Krabat - Das 4. - 6. Jahr
2 Bis Mitternacht
Vor der Scholtisei hielten sie an. Krabat, Anna, Juro und Lobosch stiegen vom Wagen und gingen hinein. Drinnen in der Gaststube saßen acht der Müllerburschen um einen großen Tisch, jeder mit einer Schüssel Suppe und einem Krug Bier vor sich. Sie waren guter Dinge und erzählten sich Geschichten. In einer Ecke saß Lyschko allein. Es gab ein großes Hallo als die vier hereinkamen.
„Wo wart ihr so lange? Konntet ihr euch nicht trennen von der verfluchten Mühle?“ wurden sie von allen Seiten gefragt.
„Ich habe versucht zu retten, was zu retten war auf die Schnelle“, sagte Juro. Die acht am Tisch rückten zusammen, sodass die vier Ankömmlinge sich noch auf die Bänke setzen konnten.
Juro fuhr fort zu berichten: „Draußen steht unser Leiterwagen mit den Braunen, beladen mit dem, was wir in der Eile noch zusammenraffen konnten. Das meiste ist Küchengerät.“
Hier fiel Lobosch ein: „Krabat, ich habe auch einen Sack mit deinen Sachen aus der Schlafkammer dabei. Das habe ich ganz vergessen, dir zu sagen.“
„Krabat schaute Lobosch an: „Danke mein Freund. Mein Kopf war nicht klar genug, um an meine Sachen zu denken. Anna hat mich einfach aus der Mühle geführt.“
Einige der Burschen grinsten sich eins. Juro aber sagte: „Lasst mich die Geschichte zu Ende bringen, es ist wichtig! Wir mussten dann Hals über Kopf aus der Mühle abrücken. Der Müller fing an zu toben und zu fluchen. Er ist noch nicht tot und ich warne euch alle, noch irgendeinen Zauberspruch zu versuchen. Ich weiß nicht genau wie, aber wir sind noch mit den Bösen Mächten verbunden.“
Andrusch wollte etwas erwidern doch Juro schnitt ihm das Wort ab: „Kein aber, Andrusch! Wenn wir nicht alles verderben wollen, wenn wir wirklich frei sein wollen, so müssen wir uns bis Mitternacht im Zaume halten: solange, bis der Müller tot ist und unsere Zauberkraft erloschen.“
„Juro hat Recht“, sagte Hanzo. Die anderen pflichteten ihm bei und Merten sagte: „Es steht zu viel auf dem Spiel, versteht ihr?“ Ja, sie verstanden es nun.

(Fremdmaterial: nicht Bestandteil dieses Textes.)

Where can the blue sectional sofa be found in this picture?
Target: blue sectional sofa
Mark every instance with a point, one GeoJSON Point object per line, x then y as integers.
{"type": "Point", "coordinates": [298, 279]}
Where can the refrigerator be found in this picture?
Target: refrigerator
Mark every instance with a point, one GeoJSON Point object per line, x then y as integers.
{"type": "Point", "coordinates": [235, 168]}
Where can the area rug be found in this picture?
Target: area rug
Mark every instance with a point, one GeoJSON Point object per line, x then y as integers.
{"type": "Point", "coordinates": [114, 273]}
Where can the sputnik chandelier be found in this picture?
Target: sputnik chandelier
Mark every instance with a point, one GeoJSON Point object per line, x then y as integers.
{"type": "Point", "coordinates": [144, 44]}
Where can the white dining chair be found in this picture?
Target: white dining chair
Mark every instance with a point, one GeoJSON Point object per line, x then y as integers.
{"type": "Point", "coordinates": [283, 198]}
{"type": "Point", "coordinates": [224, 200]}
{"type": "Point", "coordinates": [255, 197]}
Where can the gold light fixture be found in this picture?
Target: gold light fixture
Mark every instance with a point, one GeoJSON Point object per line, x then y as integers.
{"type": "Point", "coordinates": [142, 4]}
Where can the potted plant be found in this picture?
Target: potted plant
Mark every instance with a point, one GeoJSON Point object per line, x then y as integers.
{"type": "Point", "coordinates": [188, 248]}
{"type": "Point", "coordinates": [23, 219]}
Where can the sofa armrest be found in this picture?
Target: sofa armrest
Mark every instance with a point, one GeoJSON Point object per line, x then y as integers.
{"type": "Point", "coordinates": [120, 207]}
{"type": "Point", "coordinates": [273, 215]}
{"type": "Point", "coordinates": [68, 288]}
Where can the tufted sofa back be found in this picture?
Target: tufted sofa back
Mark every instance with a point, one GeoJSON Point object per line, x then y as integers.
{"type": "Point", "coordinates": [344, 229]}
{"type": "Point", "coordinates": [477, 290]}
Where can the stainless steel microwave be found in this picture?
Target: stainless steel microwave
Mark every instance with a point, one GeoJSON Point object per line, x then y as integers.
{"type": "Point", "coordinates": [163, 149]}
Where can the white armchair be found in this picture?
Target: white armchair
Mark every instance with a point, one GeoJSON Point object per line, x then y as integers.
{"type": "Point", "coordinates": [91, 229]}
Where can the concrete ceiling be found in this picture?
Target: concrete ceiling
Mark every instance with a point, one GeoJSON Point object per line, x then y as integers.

Die Tochter des Scholta, Annas Base, brachte noch vier Schüsseln mit Essen. Sie war um einige Jahre älter als Anna und hieß Katharina genannt Katja.
„Danke Katja“, sagte Anna. „Für mich nicht. Ich glaube, es ist besser, ich gehe erst einmal nach Hause.“ Zu Krabat, der neben ihr saß, sagte sie: „Ich möchte noch wieder zu euch kommen, zu dir Krabat und das neue Jahr mit euch feiern; aber ich kann’s nicht versprechen. Ich will erst mit meinem Vater reden. Wenn ich nicht komme, erwarten wir dich morgen früh auf unserem Hof.“ Krabat nickte. Er verstand, dass sie nun doch unruhig war. Anna stand auf und ohne dass die meisten am Tisch es richtig bemerkten, war sie schon an der Tür und hinaus.
„Was hat sie?“ fragte Lobosch, der Krabat gegenüber saß.
„Eltern, die sie lieb hat und die sie lieb haben, etwas, das wir uns als Waise Betteljungen schon fast nicht mehr vorstellen konnten“, sagte Krabat leise. Lobosch musste schlucken und Krabat sah, dass dem Kleinen fast die Tränen kamen.
„Ich möchte am Liebsten bei dir bleiben, Krabat und bei Juro, wenn’s geht“, sagte Lobosch und schluckte wieder.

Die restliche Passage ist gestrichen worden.